Fato é que boa parte da nossa classe média, por exemplo, não está p da vida com o PT só por causa do noticiário ou do preço da gasolina. Está p da vida porque a empregada não aceita mais ganhar uma merreca e ainda por cima de uns tempos pra cá anda dizendo que quer fazer faculdade. E porque o pedreiro já não quer mais ser pedreiro. E assim por diante. Parece que livre iniciativa, mobilidade social, meritocracia etc. são bacanas só em teoria. Parece coisa pra gringo, não pra nós. A impressão é que por aqui há muita gente saudosa do bom e velho “manda quem pode, obedece quem tem juízo”. Ou então do tão nosso “você sabe com quem tá falando?”.
Mas por outro lado, para tristeza do petismo, a empregada querer fazer faculdade ou o pedreiro já não querer arrebentar a mão no serviço bruto em troca de uns caraminguás não tem nada de revolucionário. Certa vez, ainda moleque, li uma entrevista em que Lula dizia que o brasileiro é um sujeito tranquilo, que no fim das contas que mesmo é poder tomar sua cervejinha e fazer seu churrasquinho no fim de semana. E é isso mesmo. E o brasileiro pobre, que melhorou de vida nos últimos anos, é brasileiro também.
Padece das mesmas mazelas de uma sociedade conservadora como a nossa, com um nível deficiente de educação formal e ainda pior de educação política. E a lástima é que o lulismo não politizou ninguém. Mandar essa turma pro shopping center ou dar condições para que de uns tempos pra cá todo fim de semana dê pra assar uma carne, tomar uma gelada e ouvir um pagode ou um sertanejo foi muito importante. Uma revolução. Mas foi pouco. Agora que a economia engessou e o governo não tem mais condição de manter o ganha-ganha do bem bolado criado por Lula, o bicho tá pegando. E o pobre, que já não compra tanto quanto comprava até um tempo atrás, tá começando a botar a culpa em quem? Na “roubalheira do PT”, lógico. Eureka!

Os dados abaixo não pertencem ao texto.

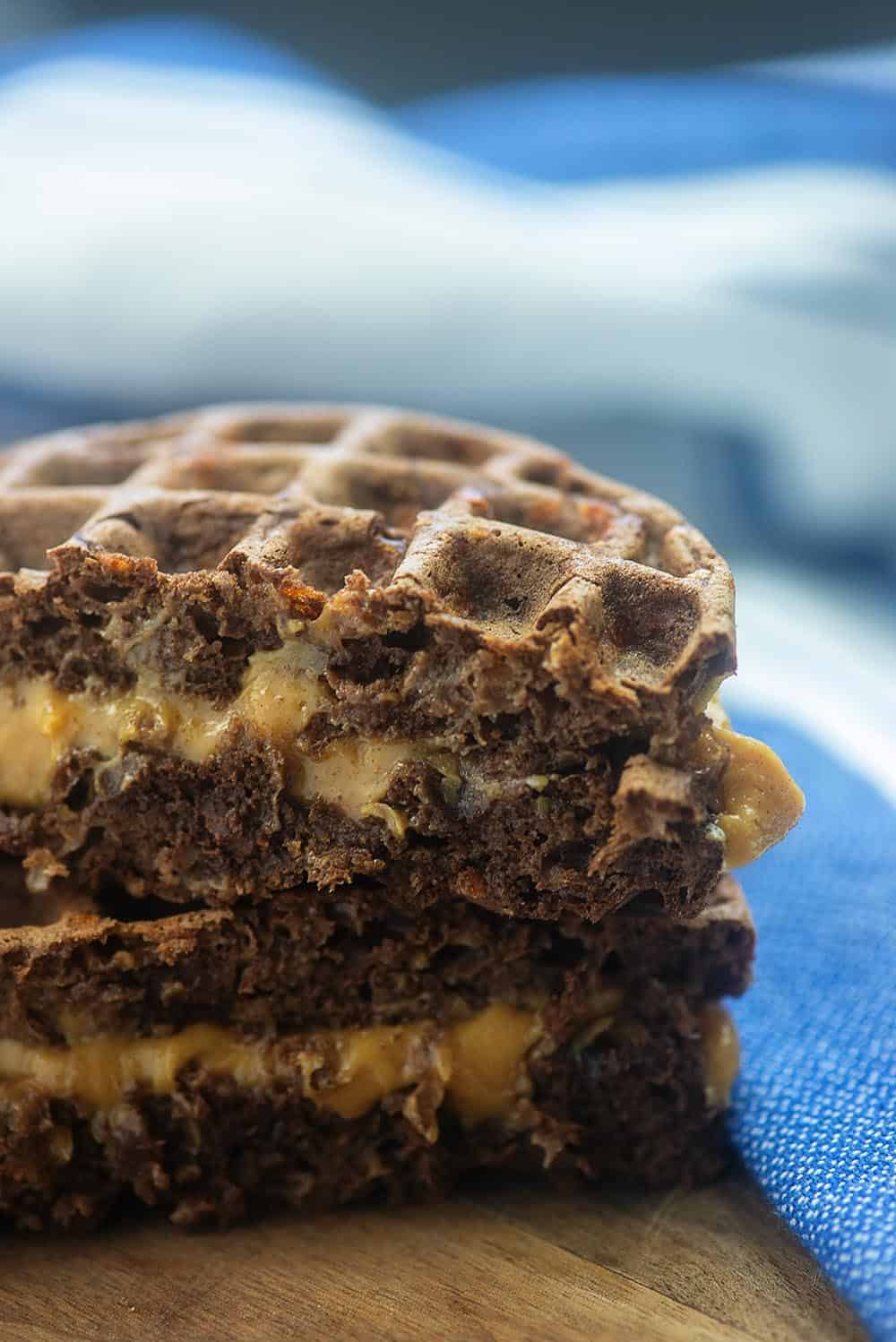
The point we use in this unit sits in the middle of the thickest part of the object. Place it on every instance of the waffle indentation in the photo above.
(490, 529)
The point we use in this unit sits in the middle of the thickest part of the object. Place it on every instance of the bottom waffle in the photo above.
(314, 1050)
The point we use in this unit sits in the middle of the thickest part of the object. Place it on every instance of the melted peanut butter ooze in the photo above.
(280, 692)
(479, 1061)
(760, 800)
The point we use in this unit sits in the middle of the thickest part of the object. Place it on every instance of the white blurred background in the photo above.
(184, 218)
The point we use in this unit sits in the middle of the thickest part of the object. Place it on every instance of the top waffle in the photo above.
(456, 585)
(194, 492)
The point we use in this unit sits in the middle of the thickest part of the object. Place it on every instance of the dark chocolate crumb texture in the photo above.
(254, 649)
(312, 1050)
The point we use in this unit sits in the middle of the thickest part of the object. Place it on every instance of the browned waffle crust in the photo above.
(626, 1099)
(556, 632)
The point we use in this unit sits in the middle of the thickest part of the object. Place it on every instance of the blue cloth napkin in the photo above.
(814, 1112)
(687, 280)
(191, 213)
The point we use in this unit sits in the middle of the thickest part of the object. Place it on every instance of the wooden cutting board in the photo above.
(504, 1260)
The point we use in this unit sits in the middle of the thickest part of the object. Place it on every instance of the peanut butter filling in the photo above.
(280, 692)
(760, 800)
(40, 727)
(478, 1061)
(720, 1054)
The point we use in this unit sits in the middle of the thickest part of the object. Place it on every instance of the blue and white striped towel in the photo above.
(186, 213)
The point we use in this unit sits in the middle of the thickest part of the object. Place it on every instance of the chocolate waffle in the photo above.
(251, 649)
(314, 1048)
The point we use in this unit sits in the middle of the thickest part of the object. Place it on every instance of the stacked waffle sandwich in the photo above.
(367, 813)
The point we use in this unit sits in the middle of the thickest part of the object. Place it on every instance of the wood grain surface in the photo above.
(504, 1260)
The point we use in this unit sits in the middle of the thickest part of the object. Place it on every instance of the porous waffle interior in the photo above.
(296, 489)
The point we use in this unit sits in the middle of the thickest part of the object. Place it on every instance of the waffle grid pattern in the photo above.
(501, 528)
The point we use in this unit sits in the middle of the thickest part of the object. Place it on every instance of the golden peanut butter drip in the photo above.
(478, 1062)
(720, 1054)
(760, 800)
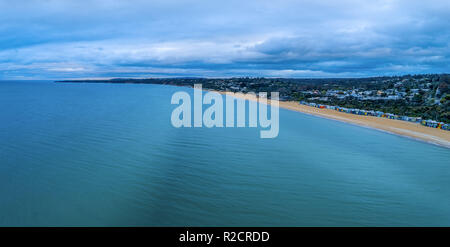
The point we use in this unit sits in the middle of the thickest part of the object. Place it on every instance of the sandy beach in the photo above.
(407, 129)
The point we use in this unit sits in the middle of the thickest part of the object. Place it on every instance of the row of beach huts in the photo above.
(428, 123)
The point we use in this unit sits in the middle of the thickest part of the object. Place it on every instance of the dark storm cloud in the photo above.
(67, 39)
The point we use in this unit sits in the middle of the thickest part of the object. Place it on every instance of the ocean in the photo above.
(107, 155)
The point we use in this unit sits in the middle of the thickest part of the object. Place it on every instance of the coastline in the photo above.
(392, 126)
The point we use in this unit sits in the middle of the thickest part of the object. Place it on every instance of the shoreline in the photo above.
(402, 128)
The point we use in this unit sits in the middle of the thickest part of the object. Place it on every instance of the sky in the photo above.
(65, 39)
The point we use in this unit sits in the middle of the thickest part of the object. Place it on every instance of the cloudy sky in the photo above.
(55, 39)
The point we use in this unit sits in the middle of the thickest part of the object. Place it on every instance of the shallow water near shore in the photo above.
(107, 155)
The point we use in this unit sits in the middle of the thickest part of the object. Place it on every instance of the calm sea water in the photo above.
(107, 155)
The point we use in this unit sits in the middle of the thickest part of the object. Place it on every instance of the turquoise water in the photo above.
(107, 155)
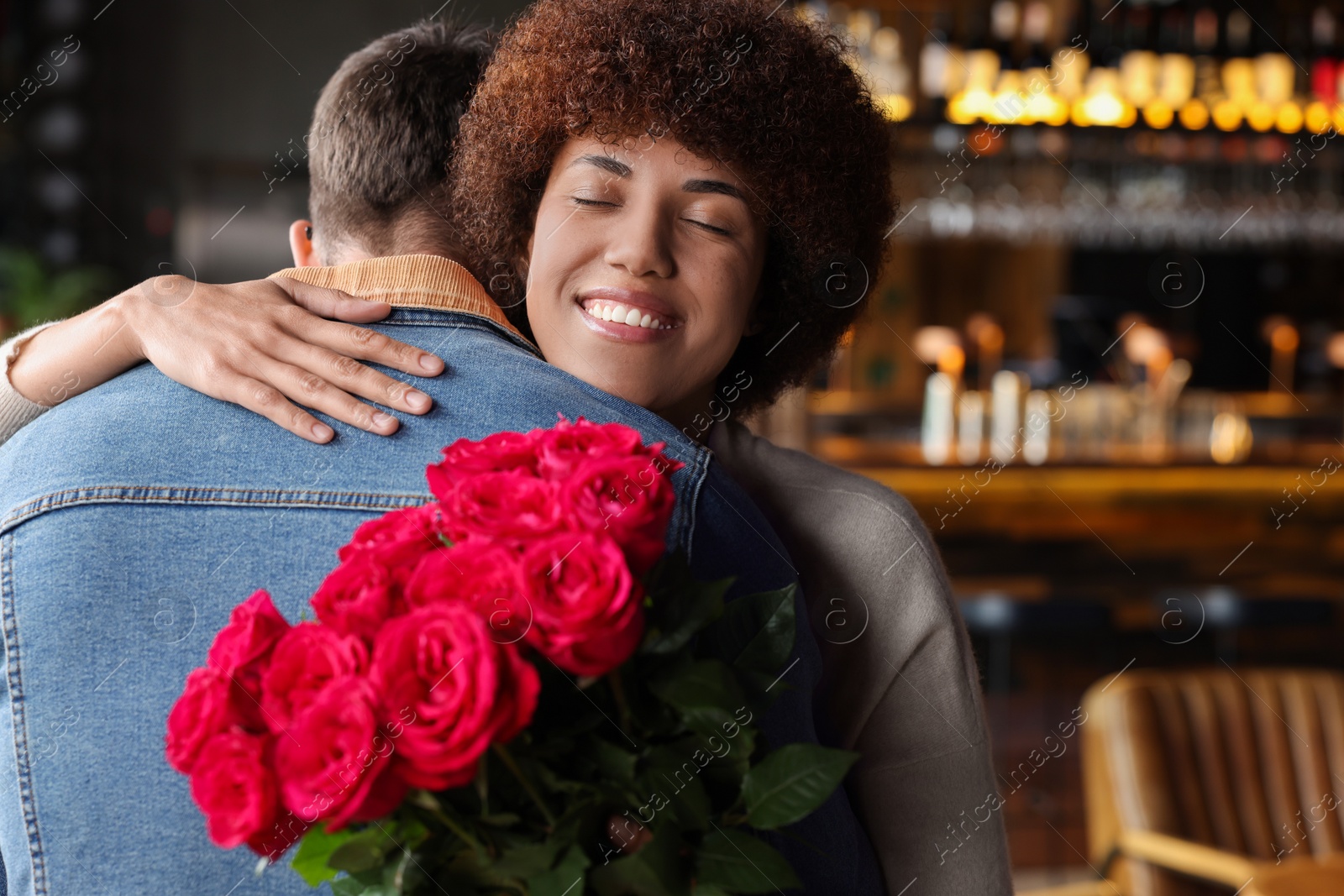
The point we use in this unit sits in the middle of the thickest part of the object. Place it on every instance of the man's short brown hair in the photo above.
(382, 137)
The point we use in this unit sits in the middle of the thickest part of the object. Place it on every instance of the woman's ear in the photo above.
(302, 244)
(756, 320)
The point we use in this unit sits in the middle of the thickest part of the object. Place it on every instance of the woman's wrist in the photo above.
(77, 354)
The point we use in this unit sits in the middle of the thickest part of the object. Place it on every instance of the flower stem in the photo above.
(528, 785)
(618, 694)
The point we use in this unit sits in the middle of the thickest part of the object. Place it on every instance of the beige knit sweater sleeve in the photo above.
(15, 410)
(900, 683)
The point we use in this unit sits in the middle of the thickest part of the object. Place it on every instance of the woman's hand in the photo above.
(266, 345)
(261, 344)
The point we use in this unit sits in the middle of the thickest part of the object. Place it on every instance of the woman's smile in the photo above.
(628, 315)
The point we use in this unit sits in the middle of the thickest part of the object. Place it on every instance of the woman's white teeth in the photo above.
(628, 316)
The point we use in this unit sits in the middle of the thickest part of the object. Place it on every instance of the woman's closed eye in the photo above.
(591, 203)
(707, 226)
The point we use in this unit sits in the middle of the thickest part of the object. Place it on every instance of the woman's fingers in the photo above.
(333, 302)
(302, 385)
(265, 399)
(349, 375)
(346, 338)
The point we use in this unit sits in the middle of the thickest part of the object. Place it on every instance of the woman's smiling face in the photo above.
(644, 271)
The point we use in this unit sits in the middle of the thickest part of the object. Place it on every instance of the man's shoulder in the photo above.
(764, 466)
(145, 430)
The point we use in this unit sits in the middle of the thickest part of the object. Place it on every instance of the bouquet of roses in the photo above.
(510, 689)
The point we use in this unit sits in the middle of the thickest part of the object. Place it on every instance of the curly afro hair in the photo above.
(746, 82)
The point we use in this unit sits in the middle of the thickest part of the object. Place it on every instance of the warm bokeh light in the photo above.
(1159, 114)
(1317, 117)
(1260, 116)
(1194, 114)
(1227, 114)
(1289, 118)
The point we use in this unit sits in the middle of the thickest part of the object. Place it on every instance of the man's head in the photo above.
(381, 141)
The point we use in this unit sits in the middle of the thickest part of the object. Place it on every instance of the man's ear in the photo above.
(302, 244)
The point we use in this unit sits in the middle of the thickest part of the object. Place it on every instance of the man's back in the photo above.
(138, 515)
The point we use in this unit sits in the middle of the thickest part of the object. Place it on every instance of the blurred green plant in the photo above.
(31, 291)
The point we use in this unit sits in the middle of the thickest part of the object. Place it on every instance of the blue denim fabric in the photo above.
(134, 517)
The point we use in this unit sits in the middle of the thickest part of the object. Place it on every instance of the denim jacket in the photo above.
(134, 516)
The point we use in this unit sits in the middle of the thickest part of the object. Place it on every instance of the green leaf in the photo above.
(682, 605)
(736, 862)
(705, 694)
(732, 766)
(675, 773)
(658, 869)
(315, 849)
(365, 851)
(528, 860)
(756, 631)
(793, 781)
(363, 884)
(562, 879)
(613, 762)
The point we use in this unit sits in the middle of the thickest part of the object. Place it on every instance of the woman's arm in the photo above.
(261, 344)
(17, 411)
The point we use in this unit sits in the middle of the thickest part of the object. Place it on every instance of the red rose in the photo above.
(464, 458)
(235, 789)
(413, 524)
(586, 614)
(366, 589)
(331, 762)
(302, 664)
(210, 705)
(286, 831)
(241, 647)
(481, 574)
(628, 497)
(452, 689)
(562, 449)
(501, 506)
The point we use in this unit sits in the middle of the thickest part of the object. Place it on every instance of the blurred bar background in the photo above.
(1104, 362)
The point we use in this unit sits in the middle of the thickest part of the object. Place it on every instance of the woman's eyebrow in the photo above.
(605, 163)
(721, 187)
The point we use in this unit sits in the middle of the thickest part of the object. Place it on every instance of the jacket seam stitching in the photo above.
(213, 496)
(13, 680)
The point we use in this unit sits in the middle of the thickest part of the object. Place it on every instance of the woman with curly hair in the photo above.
(682, 203)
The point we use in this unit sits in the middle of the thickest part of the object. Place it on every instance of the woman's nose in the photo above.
(640, 244)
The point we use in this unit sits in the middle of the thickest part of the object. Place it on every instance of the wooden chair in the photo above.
(1215, 782)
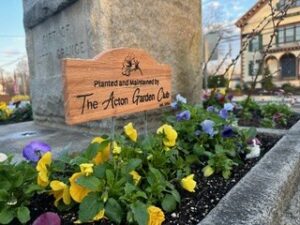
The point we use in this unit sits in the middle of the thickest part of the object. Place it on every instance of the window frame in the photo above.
(283, 31)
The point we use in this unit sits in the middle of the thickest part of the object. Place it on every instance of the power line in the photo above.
(12, 62)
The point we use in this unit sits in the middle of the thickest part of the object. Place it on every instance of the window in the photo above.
(254, 66)
(298, 32)
(281, 35)
(255, 44)
(288, 34)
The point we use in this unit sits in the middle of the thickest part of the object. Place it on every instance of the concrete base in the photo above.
(14, 137)
(263, 195)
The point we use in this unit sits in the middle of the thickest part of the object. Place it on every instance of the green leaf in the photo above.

E tem detalhes velhos e novos no jogo que está sendo jogado: o velho, chato até de tão repetitivo, é a pancadaria dia sim outro também da grande imprensa no petismo, enquanto a corrupção alheia permanece pouco noticiada. Mas até ai, tá mais fácil ver as torcidas de Flamengo e do Vasco de mãos dadas no Maracanã do que o telejornal A ou a revista B se comportarem de maneira diferente do que têm feito há anos em relação ao petismo.
Trata-se quase de um dado da natureza já. Sem qualquer estratégia de comunicação, o governo e seus simpatizantes vão se escorando nas redes sociais, onde a guerra de guerrilha tenta desmontar as versões oficiais que os inimigos do petismo propagam através de seus canhões. E aqui, nas redes, apesar de tudo, o jogo é relativamente equilibrado.
Mas a direita, que está hoje a anos-luz do despreparo da eleição de 2006, quando caiu na armadilha retórica da privatização, saltou na frente e hoje dá de 7 a 1 fácil no governo e no petismo quando se trata de usar os zapzaps da vida, como bem notou Luiz Carlos Azenha aqui no Viomundo. É por ali que a mensagem do seu candidato viralizou aos milhões na véspera do 1º turno e é por ali que se propagam agora convocatórias para o ato pelo impeachment de Dilma marcado para 15 de março. Aos milhões também. E, pior para o petismo, chegando inclusive nos celulares da moça e do rapaz aí de cima: a empregada que quer fazer faculdade e o pedreiro que não quer mais ganhar uma merreca. O impeachment está à mão e o que não falta, de cima a baixo na sociedade, é gente para querer botar as coisas de volta naquilo que julga ser o seu devido lugar: o PT fora do comando e as coisas como elas sempre foram. Petrobrás é pretexto.
Wagner Iglecias é doutor em Sociologia e professor da Escola de Artes, Ciências e Humanidades da USP.